Myth: Jaw training is too risky to bother with
The opposite overcorrection also exists. Some people avoid any jaw training because they've read about TMD risks. The reality is that structured, progressive, submaximal jaw resistance training is well-tolerated in healthy adults and has even been used therapeutically for people with TMD. The key is submaximal loading (not biting at 100% of your max every session), adequate recovery, and listening to joint signals. The same logic applies to understanding whether smooth muscle can grow versus skeletal muscle: the mechanisms and risks are completely different, and conflating them leads to poor decisions either way.
Your practical starting plan
Week 1–4: 3 days per week, 2–3 sets of 10–15 reps with a jaw resistance device at light-to-moderate resistance. Add 1–2 sets of bilateral hard-texture food chewing at meals. Assess bite symmetry at the end of week 4.
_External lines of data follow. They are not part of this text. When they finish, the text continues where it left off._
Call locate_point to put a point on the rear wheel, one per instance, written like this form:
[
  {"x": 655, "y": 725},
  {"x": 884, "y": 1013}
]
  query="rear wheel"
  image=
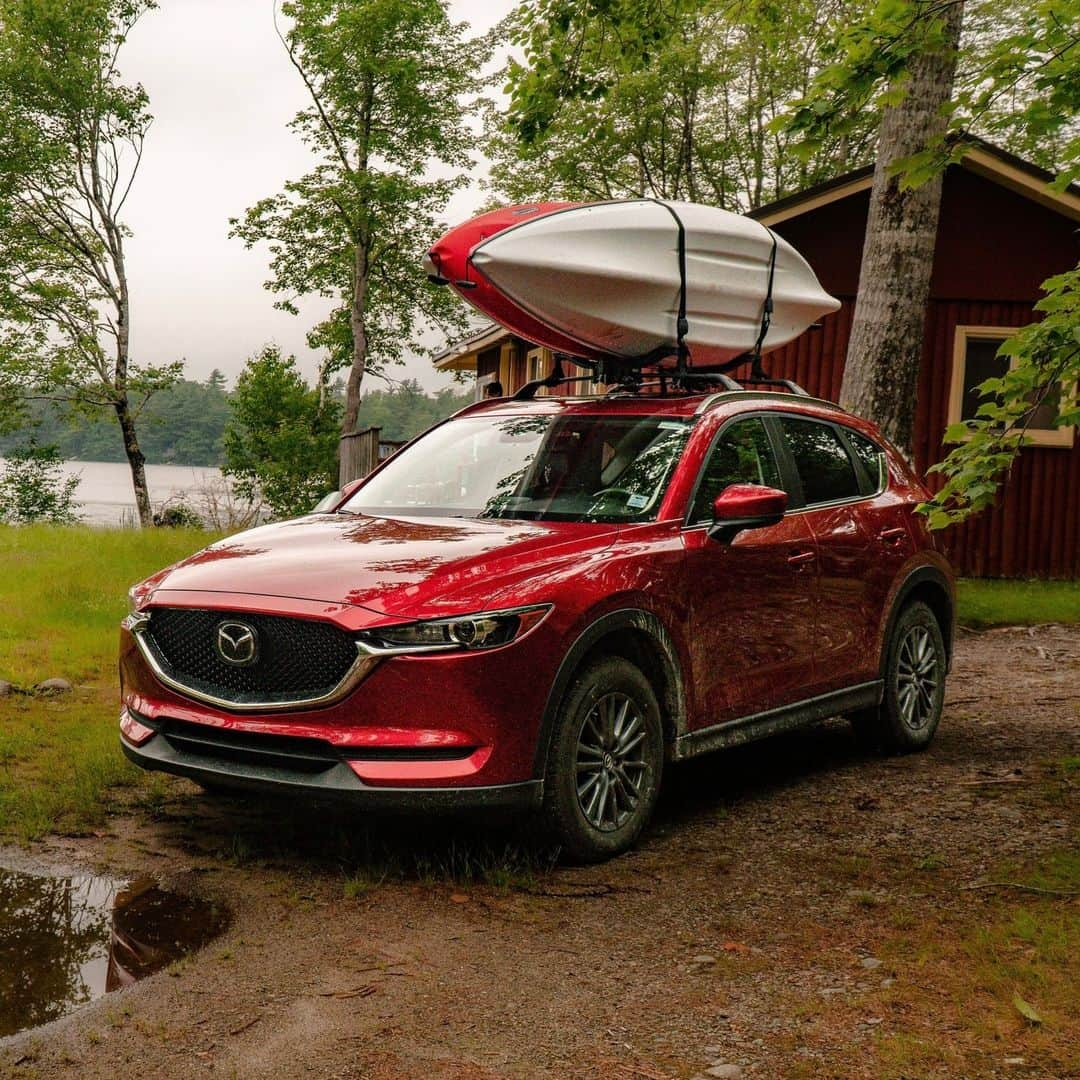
[
  {"x": 914, "y": 685},
  {"x": 605, "y": 760}
]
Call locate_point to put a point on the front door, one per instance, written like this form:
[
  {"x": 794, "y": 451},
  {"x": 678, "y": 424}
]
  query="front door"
[{"x": 752, "y": 601}]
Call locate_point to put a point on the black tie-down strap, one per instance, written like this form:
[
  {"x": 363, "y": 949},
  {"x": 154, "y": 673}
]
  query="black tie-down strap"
[
  {"x": 766, "y": 311},
  {"x": 682, "y": 325}
]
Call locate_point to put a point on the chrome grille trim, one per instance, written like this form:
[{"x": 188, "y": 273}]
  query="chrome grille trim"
[{"x": 362, "y": 666}]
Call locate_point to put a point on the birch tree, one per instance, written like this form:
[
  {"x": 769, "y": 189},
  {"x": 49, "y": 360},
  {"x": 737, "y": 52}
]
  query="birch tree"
[
  {"x": 70, "y": 147},
  {"x": 388, "y": 81}
]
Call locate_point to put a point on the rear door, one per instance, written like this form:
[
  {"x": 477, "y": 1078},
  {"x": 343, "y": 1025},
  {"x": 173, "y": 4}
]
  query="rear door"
[
  {"x": 752, "y": 618},
  {"x": 858, "y": 553}
]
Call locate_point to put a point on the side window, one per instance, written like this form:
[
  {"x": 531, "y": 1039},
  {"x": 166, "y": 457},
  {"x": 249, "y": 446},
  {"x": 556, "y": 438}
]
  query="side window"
[
  {"x": 822, "y": 461},
  {"x": 742, "y": 455},
  {"x": 872, "y": 457}
]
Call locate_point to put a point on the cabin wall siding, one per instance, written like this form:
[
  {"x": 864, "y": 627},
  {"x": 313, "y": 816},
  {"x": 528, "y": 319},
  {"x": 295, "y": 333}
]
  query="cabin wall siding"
[{"x": 1034, "y": 531}]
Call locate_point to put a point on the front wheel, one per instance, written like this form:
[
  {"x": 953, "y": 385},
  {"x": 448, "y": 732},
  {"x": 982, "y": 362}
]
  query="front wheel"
[
  {"x": 914, "y": 685},
  {"x": 605, "y": 761}
]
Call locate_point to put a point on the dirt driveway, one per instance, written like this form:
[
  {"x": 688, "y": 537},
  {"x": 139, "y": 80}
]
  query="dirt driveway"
[{"x": 800, "y": 908}]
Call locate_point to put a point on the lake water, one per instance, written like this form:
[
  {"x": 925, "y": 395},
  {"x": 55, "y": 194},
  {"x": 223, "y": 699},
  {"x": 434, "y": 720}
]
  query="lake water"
[{"x": 105, "y": 489}]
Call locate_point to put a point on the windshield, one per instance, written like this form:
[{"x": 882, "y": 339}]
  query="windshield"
[{"x": 537, "y": 468}]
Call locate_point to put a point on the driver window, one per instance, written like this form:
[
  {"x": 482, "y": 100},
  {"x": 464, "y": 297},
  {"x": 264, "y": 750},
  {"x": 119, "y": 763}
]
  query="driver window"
[{"x": 742, "y": 455}]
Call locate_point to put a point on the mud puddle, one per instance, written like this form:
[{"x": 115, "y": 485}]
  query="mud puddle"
[{"x": 65, "y": 941}]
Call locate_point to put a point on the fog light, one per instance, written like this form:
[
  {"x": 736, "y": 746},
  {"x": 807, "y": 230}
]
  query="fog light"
[{"x": 132, "y": 730}]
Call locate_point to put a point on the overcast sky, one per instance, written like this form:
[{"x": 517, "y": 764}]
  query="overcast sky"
[{"x": 221, "y": 91}]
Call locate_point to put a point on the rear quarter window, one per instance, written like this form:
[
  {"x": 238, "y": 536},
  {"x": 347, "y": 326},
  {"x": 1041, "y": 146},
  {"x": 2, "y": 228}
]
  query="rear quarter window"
[{"x": 872, "y": 457}]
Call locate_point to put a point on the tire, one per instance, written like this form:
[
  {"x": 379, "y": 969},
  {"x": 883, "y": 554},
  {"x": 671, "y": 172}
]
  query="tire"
[
  {"x": 608, "y": 728},
  {"x": 914, "y": 686}
]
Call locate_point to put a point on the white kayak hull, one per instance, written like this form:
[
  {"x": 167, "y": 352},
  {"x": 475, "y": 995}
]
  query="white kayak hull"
[{"x": 607, "y": 275}]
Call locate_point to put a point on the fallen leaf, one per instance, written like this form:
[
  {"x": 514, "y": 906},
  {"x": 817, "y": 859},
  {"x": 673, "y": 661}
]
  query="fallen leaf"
[{"x": 1026, "y": 1010}]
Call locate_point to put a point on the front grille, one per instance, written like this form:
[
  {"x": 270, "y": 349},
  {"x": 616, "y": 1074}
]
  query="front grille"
[{"x": 298, "y": 659}]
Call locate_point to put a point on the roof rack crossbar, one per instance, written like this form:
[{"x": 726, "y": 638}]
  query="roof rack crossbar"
[{"x": 764, "y": 380}]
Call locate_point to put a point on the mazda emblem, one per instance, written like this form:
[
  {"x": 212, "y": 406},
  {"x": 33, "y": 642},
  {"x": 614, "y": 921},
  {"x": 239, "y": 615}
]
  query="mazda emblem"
[{"x": 238, "y": 644}]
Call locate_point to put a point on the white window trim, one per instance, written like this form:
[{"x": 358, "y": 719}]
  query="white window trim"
[{"x": 1061, "y": 437}]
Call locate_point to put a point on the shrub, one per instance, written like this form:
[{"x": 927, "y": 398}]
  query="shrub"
[{"x": 34, "y": 488}]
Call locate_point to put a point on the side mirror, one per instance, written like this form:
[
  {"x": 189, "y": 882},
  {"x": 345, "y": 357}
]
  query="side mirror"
[{"x": 745, "y": 507}]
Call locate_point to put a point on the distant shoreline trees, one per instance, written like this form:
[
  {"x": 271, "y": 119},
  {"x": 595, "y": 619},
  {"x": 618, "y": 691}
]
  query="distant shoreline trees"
[
  {"x": 185, "y": 424},
  {"x": 70, "y": 146}
]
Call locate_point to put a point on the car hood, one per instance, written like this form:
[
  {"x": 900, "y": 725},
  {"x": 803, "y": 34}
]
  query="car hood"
[{"x": 410, "y": 567}]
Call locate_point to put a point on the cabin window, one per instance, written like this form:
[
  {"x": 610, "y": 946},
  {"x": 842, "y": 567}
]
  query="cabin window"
[{"x": 975, "y": 360}]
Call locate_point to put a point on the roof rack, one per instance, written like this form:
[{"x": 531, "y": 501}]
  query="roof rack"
[{"x": 677, "y": 380}]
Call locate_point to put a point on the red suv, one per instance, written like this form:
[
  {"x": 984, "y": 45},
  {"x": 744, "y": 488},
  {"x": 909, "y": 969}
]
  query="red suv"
[{"x": 538, "y": 604}]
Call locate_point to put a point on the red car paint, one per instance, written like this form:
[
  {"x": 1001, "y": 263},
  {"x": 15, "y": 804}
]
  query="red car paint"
[{"x": 775, "y": 617}]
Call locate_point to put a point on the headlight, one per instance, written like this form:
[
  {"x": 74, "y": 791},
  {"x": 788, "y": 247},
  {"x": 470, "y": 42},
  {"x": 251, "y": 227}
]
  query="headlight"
[{"x": 487, "y": 630}]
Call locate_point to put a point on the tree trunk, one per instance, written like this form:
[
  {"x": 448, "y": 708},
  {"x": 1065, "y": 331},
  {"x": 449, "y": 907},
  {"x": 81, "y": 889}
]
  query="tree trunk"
[
  {"x": 881, "y": 373},
  {"x": 135, "y": 460},
  {"x": 356, "y": 319}
]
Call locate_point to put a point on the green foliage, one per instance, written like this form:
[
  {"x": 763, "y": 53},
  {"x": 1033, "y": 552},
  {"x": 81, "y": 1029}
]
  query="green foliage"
[
  {"x": 1017, "y": 83},
  {"x": 984, "y": 603},
  {"x": 1017, "y": 80},
  {"x": 405, "y": 410},
  {"x": 281, "y": 442},
  {"x": 673, "y": 99},
  {"x": 32, "y": 487},
  {"x": 183, "y": 424},
  {"x": 63, "y": 592},
  {"x": 386, "y": 80},
  {"x": 70, "y": 145},
  {"x": 1045, "y": 369}
]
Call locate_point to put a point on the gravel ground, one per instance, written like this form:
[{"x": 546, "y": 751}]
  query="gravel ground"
[{"x": 796, "y": 910}]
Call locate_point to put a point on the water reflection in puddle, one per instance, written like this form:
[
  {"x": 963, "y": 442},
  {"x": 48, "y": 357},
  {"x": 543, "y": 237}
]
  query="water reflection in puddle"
[{"x": 67, "y": 941}]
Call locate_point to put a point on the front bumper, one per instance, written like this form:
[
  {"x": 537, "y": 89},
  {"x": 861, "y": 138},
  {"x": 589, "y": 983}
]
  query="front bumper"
[{"x": 224, "y": 765}]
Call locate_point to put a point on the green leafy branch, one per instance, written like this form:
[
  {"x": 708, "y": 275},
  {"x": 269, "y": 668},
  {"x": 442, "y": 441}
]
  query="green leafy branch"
[{"x": 1044, "y": 372}]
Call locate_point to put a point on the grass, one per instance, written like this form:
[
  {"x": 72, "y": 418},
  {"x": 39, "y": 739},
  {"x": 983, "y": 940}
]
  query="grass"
[
  {"x": 63, "y": 593},
  {"x": 972, "y": 975},
  {"x": 984, "y": 603}
]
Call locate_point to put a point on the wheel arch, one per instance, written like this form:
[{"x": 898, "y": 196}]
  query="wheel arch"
[
  {"x": 931, "y": 586},
  {"x": 638, "y": 636}
]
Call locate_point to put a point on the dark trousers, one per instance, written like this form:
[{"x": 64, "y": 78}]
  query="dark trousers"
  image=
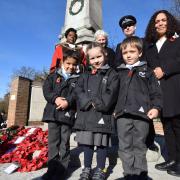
[
  {"x": 171, "y": 128},
  {"x": 58, "y": 145},
  {"x": 132, "y": 135},
  {"x": 100, "y": 156},
  {"x": 151, "y": 135}
]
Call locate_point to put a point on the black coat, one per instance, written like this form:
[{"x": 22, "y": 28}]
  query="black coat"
[
  {"x": 55, "y": 86},
  {"x": 101, "y": 90},
  {"x": 110, "y": 57},
  {"x": 139, "y": 91},
  {"x": 169, "y": 60}
]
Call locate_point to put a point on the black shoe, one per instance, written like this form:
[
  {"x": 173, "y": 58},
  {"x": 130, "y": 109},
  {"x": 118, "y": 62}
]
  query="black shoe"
[
  {"x": 165, "y": 165},
  {"x": 99, "y": 174},
  {"x": 86, "y": 174},
  {"x": 174, "y": 170}
]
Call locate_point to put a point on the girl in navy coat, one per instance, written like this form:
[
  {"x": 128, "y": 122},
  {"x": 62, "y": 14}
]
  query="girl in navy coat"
[
  {"x": 59, "y": 113},
  {"x": 96, "y": 93}
]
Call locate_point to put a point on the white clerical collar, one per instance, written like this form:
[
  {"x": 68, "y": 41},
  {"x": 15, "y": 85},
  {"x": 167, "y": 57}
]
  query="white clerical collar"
[
  {"x": 130, "y": 66},
  {"x": 160, "y": 42}
]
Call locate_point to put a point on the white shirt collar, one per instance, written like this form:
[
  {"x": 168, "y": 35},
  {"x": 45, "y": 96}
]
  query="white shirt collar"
[
  {"x": 160, "y": 42},
  {"x": 130, "y": 66}
]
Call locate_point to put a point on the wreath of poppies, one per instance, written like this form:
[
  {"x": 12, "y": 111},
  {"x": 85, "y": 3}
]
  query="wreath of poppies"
[
  {"x": 73, "y": 2},
  {"x": 23, "y": 153}
]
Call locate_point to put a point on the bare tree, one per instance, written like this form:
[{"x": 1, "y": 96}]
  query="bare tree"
[{"x": 30, "y": 73}]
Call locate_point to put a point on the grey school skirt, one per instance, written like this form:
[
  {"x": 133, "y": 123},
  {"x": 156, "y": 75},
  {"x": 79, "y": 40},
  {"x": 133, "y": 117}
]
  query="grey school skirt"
[{"x": 90, "y": 138}]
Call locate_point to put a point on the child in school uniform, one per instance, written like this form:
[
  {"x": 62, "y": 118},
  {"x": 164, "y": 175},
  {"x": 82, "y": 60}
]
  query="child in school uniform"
[
  {"x": 139, "y": 101},
  {"x": 96, "y": 95},
  {"x": 59, "y": 113}
]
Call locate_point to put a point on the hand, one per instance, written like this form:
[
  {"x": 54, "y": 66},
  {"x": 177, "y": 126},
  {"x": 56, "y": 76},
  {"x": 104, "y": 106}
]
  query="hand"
[
  {"x": 153, "y": 113},
  {"x": 158, "y": 72},
  {"x": 59, "y": 100},
  {"x": 63, "y": 105}
]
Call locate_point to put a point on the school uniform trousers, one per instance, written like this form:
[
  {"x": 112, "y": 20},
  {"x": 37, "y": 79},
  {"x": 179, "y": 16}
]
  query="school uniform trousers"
[
  {"x": 58, "y": 143},
  {"x": 132, "y": 133}
]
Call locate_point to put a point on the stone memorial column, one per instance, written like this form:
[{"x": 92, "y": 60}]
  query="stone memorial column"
[
  {"x": 19, "y": 102},
  {"x": 85, "y": 16}
]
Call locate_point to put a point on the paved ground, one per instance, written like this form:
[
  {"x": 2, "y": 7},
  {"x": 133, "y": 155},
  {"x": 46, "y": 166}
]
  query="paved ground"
[{"x": 115, "y": 171}]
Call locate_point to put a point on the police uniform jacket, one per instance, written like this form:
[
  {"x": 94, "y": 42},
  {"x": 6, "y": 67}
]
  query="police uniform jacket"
[
  {"x": 168, "y": 59},
  {"x": 96, "y": 98},
  {"x": 56, "y": 86},
  {"x": 139, "y": 91}
]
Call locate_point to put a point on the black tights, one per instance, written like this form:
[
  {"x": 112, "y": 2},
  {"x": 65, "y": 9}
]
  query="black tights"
[{"x": 100, "y": 157}]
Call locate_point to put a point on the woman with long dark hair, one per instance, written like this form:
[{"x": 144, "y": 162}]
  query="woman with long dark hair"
[{"x": 163, "y": 55}]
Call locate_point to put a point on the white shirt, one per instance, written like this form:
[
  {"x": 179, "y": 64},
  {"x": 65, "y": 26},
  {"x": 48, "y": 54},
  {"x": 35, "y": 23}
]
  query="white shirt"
[
  {"x": 160, "y": 42},
  {"x": 130, "y": 66}
]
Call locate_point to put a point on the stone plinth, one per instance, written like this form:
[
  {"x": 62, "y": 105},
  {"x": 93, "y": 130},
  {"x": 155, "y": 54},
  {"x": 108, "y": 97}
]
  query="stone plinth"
[
  {"x": 19, "y": 102},
  {"x": 37, "y": 104}
]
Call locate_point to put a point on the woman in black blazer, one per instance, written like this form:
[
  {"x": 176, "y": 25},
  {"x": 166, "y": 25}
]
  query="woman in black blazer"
[{"x": 163, "y": 55}]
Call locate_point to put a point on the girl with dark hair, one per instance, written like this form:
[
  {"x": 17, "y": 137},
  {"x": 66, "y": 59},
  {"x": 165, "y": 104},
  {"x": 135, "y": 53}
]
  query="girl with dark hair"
[
  {"x": 163, "y": 56},
  {"x": 71, "y": 37}
]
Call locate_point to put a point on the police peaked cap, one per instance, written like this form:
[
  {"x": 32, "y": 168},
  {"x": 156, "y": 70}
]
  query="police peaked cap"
[{"x": 129, "y": 19}]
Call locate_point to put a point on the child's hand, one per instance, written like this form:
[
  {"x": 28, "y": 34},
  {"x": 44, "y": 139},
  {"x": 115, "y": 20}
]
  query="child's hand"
[
  {"x": 63, "y": 105},
  {"x": 158, "y": 72},
  {"x": 59, "y": 101},
  {"x": 153, "y": 113}
]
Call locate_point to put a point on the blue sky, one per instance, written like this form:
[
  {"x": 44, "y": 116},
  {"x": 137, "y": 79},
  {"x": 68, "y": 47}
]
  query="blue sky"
[{"x": 29, "y": 29}]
Week 5–12: Increase to 4–5 days per week, 3–4 sets per session, progressively increase resistance when the top of your rep range feels easy. Add unilateral correction sets if symmetry assessment revealed imbalance. Continue protein targets (0.7–1 g/lb/day) and prioritize 7–9 hours of sleep.
Week 12+: By this point you should have measurable improvements in bite force, likely some visible change in masseter fullness, and a clear sense of how your jaw recovers. Continue progressive overload. If you've plateaued, add volume before adding intensity, and reassess nutrition and sleep first before assuming the training approach is the problem.